Congratulations to Robert Fielding, winner of this year’s $30,000 acquisitive Bowness Photography Prize, for Sacred earth/Manta Miil miilpa, 2024, a thoughtful and deliberate work of protest that communicates the artist’s intention to practise truth-telling through his image-making.
Of this image, Fielding says, “This work is old and new. Present but secretive. One must look back to move forward, always honouring our land and culture.”

Robert Fielding (Yankunytjatjara (Western Arrente) peoples), Sacred earth / Manta Miil miilpa, 2024, photosensitive emulsion, cotton paper, acrylic paint, 224 x 228cm. Collection of the artist. Courtesy the artist, Mimili Maku Arts (Anangu Pitjantjatjara and Yankunytjatjara Land) and Museum of Australian Photography (MAPh), Melbourne
The judging panel, consisting of artist and academic Dr Peta Clancy, former Director of Photographers’ Gallery London Brett Rogers, and MAPh Director Anouska Phizacklea, worked through the submissions to select one winner and three Honourable Mentions, with thanks to Colour Factory.

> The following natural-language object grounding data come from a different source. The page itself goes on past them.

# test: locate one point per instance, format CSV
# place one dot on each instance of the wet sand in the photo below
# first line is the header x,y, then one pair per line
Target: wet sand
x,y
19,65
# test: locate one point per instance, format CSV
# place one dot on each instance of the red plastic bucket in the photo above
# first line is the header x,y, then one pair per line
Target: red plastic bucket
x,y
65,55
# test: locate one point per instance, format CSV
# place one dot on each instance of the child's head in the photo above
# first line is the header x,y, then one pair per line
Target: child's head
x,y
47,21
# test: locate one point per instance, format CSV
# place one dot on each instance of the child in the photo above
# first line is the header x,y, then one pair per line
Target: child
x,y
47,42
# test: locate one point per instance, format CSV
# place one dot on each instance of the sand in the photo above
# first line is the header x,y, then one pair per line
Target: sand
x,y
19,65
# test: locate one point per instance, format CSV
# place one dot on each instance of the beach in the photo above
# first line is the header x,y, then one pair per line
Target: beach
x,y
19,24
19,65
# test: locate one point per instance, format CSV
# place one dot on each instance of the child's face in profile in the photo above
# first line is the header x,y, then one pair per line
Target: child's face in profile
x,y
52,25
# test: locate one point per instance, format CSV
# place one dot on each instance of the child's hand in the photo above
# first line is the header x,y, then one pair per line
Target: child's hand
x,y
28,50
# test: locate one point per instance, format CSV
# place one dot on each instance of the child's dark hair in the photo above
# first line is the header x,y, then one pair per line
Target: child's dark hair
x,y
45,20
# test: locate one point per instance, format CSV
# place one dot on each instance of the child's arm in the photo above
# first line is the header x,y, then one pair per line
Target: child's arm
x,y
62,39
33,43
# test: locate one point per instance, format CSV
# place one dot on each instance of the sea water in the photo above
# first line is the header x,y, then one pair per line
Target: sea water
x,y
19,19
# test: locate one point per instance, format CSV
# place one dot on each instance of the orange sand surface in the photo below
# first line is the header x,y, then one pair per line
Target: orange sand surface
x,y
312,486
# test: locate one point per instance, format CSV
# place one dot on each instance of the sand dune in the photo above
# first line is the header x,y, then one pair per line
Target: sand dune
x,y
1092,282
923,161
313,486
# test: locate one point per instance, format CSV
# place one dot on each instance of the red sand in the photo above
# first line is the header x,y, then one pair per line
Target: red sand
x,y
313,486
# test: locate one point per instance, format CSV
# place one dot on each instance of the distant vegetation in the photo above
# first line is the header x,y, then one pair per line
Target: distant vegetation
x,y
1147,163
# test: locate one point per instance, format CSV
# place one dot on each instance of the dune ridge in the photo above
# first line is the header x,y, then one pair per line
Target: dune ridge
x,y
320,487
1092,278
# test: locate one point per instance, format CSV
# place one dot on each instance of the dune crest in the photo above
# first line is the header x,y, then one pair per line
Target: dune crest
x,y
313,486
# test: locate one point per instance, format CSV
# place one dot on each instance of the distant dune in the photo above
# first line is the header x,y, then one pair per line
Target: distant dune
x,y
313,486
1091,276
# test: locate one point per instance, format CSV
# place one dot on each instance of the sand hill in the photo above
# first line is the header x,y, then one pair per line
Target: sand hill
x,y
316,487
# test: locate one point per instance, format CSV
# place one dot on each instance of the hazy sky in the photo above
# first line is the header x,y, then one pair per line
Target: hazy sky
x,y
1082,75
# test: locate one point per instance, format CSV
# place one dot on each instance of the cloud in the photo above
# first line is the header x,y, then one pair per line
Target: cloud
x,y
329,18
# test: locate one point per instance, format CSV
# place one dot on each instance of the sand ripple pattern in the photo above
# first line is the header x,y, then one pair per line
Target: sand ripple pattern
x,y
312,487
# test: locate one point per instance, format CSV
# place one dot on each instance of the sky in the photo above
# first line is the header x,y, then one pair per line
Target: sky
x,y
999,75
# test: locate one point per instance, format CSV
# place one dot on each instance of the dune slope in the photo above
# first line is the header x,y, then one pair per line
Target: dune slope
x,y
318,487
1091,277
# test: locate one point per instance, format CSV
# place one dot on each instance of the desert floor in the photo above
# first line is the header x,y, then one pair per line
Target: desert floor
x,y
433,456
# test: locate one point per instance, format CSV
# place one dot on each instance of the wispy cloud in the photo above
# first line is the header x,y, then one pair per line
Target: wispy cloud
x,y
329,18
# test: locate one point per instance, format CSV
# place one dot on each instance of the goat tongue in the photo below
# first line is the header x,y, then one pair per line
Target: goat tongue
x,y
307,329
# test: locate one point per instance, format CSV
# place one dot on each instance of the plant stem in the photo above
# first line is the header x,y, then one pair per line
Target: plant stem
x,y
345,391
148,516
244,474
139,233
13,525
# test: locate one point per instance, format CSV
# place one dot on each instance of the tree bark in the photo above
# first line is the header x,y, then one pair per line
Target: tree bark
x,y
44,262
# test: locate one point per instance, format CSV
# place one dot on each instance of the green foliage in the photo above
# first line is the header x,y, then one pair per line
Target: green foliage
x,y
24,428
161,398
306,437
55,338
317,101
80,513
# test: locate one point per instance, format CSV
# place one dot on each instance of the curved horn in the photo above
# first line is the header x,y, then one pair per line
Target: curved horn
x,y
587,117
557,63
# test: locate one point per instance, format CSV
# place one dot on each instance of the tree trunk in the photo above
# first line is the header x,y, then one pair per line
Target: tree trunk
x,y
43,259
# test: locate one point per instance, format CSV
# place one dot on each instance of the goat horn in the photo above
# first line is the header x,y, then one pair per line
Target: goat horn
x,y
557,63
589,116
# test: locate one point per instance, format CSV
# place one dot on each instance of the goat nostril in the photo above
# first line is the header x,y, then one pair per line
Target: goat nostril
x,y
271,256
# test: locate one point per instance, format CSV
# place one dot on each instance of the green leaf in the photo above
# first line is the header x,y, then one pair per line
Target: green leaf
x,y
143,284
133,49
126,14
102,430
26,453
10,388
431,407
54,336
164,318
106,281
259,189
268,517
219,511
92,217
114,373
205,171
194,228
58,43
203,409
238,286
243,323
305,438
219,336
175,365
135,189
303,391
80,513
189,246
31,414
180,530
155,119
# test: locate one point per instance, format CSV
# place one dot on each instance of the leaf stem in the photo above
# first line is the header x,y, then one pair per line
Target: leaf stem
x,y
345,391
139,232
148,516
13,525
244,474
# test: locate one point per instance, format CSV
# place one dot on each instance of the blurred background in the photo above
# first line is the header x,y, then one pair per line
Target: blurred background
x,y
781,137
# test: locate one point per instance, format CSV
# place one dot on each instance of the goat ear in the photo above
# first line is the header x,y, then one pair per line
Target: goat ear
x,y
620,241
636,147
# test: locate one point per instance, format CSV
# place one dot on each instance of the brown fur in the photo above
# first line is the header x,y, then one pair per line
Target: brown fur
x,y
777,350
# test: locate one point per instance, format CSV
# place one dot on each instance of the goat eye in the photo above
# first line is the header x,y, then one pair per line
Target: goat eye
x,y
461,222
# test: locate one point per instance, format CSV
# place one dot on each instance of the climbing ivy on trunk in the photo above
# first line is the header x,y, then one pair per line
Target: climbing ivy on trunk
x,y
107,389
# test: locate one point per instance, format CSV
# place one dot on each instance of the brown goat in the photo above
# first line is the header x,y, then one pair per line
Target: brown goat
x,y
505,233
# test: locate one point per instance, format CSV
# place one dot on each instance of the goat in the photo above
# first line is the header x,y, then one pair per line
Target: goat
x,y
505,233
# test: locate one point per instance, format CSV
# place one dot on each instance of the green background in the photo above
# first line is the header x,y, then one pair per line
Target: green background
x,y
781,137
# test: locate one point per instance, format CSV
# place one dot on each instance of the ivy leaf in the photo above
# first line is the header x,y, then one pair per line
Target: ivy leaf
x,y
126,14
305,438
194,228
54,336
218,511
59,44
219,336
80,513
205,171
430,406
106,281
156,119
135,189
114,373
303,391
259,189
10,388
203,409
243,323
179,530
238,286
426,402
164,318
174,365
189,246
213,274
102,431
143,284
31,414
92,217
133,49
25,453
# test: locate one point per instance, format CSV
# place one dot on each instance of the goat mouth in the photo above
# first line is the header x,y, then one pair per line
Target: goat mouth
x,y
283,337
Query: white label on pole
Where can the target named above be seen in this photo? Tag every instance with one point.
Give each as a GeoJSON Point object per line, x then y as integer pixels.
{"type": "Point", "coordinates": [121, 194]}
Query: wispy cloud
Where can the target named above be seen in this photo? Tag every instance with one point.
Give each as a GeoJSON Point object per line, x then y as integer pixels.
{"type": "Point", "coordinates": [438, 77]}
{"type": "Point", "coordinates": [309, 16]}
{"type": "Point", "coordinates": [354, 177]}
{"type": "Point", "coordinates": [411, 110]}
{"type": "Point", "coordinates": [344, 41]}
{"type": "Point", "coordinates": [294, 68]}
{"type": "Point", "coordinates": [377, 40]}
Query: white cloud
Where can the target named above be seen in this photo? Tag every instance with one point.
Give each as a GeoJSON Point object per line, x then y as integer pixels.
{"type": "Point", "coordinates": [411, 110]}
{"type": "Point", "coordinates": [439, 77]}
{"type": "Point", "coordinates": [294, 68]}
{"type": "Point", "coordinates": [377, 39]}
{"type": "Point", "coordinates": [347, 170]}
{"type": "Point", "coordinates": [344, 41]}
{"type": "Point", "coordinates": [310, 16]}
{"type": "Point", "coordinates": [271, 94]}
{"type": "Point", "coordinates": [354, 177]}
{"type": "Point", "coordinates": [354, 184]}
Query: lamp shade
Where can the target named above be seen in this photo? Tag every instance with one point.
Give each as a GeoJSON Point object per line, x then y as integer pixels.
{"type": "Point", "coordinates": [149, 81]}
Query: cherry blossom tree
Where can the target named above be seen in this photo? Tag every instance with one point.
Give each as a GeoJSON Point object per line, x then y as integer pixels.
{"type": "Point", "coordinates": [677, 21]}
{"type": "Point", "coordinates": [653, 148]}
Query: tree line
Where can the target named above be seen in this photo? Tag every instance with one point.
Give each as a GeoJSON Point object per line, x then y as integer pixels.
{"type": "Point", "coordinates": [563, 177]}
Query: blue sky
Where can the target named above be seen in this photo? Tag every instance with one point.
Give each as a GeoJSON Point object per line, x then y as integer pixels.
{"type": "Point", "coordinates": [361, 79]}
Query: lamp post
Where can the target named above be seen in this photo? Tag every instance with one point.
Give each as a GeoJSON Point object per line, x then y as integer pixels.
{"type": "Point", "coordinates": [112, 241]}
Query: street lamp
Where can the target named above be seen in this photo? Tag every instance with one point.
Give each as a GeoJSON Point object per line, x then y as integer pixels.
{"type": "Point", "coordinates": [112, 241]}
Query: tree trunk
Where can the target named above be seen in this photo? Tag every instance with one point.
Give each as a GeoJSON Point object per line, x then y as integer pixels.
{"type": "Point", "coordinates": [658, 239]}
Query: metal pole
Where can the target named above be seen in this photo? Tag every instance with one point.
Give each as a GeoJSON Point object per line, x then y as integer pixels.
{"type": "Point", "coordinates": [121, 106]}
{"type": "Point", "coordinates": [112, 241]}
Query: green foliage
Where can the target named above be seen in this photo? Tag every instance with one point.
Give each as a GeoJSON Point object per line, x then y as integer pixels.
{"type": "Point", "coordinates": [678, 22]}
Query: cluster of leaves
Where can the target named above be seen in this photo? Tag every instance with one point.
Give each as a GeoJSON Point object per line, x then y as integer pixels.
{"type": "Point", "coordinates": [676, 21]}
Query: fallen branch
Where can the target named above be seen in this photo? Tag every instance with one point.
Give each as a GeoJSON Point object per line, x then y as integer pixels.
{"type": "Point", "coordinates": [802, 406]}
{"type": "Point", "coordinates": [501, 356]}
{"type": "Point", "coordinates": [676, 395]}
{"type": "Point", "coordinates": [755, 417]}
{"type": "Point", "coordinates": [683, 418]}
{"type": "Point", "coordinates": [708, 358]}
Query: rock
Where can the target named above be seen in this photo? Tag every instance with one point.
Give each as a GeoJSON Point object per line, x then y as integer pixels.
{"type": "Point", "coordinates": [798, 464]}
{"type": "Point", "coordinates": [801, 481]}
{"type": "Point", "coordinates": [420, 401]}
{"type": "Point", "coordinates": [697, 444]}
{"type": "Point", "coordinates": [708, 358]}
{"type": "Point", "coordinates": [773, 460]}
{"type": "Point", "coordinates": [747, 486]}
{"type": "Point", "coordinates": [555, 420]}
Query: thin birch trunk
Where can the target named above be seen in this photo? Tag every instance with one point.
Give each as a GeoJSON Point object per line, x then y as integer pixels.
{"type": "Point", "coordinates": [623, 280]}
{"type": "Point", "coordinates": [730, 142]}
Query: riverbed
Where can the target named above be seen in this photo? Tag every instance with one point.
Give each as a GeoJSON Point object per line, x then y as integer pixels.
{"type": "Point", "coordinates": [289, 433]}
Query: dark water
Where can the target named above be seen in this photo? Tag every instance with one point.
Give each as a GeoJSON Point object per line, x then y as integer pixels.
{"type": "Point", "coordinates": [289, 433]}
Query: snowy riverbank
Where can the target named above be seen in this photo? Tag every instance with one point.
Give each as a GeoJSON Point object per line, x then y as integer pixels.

“This iteration of the exhibition represents diversity, offering multiple perspectives on histories, identities, cultures and approaches to photography,” said Clancy. “With photographic explorations offering unique and respectful viewpoints on childhood, gender, bodies, fertility, sexuality, mortality, trauma, family, migration, connection to place, environmental destruction, colonisation, and the materiality of the medium. Each and every artwork has enabled me to learn a little more about, care for and deepen my respect for each other, the non-human, and the environment.”
The Honourable Mentions were awarded to Kirsten Lyttle for her work Kete whiri awa, 2024, Patrick Pound for his work The waste land, 2024, and Axel Garay for his work Slow way (unfinished business), 2023.
Rogers adds: “The approaches reflected in the work of all four winning artists testify to photography’s endless capacity to question our assumptions and provide imaginative routes for seeing the world anew – Robert Fielding’s blending of old and new techniques, looking both backwards and forwards to honour the land on which his images were created; Kirsten Lyttle’s unique interweaving of her Maori heritage with image-making in her exquisitely crafted hand-made kete (carrying basket) Kete whiri awa; Patrick Pound’s resonant yet witty and profound series The waste land, in which Ebay-sourced images of historical landscapes, scattered with waste from his own studio, are presented in old puzzle boxes; and Axel Garay’s emotionally intense self-portraits which resuscitate a nineteenth-century technique originally employed to exploit Indigenous subjects, thereby reclaiming power.”
The 2024 Bowness Photography Prize finalist exhibition is on view at Museum of Australian Photography (MAPh), Wheelers Hill VIC 3150 until 10 November.